So when China organized the First Belt and Road Forum for International Cooperation in Beijing in May 2017, among those who attended were 29 heads of state or government, and delegates including officials, entrepreneurs, financiers and journalists from more than 130 countries and regions.

True, the US stayed away from the forum-so did its allies such as Japan, the Republic of Korea and the United Kingdom-but it sent a delegation at the last minute, and the UK sent its chancellor of the exchequer.

Despite being a keen observer of China for years, I first visited China only in 2017-to attend the First Belt and Road Forum for International Cooperation in Beijing. What I really liked about President Xi Jinping's opening speech was his emphasis on peace before prosperity. Xi knows that the world is tormented by conflicts and terrorism, which are threatening world peace, and hence the greater emphasis on peace.

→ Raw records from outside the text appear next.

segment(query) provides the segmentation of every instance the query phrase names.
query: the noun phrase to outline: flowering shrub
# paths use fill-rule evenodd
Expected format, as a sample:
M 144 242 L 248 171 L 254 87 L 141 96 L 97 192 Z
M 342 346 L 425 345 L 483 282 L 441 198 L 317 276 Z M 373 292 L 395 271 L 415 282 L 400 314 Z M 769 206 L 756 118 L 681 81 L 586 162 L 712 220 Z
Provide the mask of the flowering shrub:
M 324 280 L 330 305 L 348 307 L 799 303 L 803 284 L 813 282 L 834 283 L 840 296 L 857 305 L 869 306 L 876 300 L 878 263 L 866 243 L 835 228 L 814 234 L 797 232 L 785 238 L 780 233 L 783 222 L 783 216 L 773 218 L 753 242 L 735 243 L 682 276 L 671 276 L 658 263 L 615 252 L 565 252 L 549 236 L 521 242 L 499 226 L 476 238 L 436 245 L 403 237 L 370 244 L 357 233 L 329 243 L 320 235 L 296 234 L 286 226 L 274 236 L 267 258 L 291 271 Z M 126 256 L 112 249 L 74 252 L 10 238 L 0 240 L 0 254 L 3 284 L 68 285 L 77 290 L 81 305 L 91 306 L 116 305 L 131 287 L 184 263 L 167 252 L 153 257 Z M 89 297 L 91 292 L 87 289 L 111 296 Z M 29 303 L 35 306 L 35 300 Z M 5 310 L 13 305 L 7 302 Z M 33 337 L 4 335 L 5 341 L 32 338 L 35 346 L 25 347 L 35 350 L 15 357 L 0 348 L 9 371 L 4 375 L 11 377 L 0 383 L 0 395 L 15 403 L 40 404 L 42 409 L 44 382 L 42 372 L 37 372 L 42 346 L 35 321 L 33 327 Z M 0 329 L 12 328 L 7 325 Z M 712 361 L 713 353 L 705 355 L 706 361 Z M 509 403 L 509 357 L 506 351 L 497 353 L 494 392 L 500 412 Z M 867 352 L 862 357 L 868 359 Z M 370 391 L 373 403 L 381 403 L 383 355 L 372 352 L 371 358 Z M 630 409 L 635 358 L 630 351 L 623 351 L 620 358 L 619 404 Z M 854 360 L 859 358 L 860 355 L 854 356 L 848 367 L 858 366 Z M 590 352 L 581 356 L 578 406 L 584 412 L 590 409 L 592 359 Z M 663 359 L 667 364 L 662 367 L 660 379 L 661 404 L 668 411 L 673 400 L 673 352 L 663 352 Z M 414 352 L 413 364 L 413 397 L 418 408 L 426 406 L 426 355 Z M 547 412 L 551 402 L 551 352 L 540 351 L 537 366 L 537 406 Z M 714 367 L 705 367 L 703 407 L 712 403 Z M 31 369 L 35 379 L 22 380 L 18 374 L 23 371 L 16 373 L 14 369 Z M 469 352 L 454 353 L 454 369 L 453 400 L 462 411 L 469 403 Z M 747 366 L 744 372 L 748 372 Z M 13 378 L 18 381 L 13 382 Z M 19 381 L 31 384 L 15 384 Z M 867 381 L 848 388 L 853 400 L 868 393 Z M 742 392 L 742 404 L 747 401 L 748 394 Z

Another thing that struck me as very important was that Xi spent a large amount of time talking about China's history, how the ancient Silk Road connected China with other civilizations in Asia, Europe and Africa. With the Belt and Road Initiative, Xi has revived the Silk Road and China is leading the world toward a better future by improving infrastructure and connectivity.

Xi is also clear that Belt and Road projects have to be based on "partnerships", and mutual trust and respect, not the old-fashioned "alliances" championed by the US.

China's trade in goods with other Belt and Road countries reached $1.35 trillion in 2020, up 0.7 percent year-on-year, accounting for 29.1 percent of its total foreign trade. Also, China has signed 205 agreements on Belt and Road cooperation with 171 countries and international organizations, according to Chu Shijia, director of the Comprehensive Department of China's Ministry of Commerce.

Besides, China's total trade in goods with other Belt and Road countries topped $7.8 trillion from 2013 to 2019, with more than $110 billion in non-financial overseas direct investment. China has also invested billions of dollars in other bilateral and global initiatives, and sanctioned as humanitarian aid.

While the First Belt and Road Forum for International Cooperation in 2017 showcased China's growing global influence, the second one in 2019 consolidated its position at the figurehead of the developing world and an upholder of multilateralism and free trade. And in the two years since then, the Belt and Road Initiative has made even more remarkable achievements.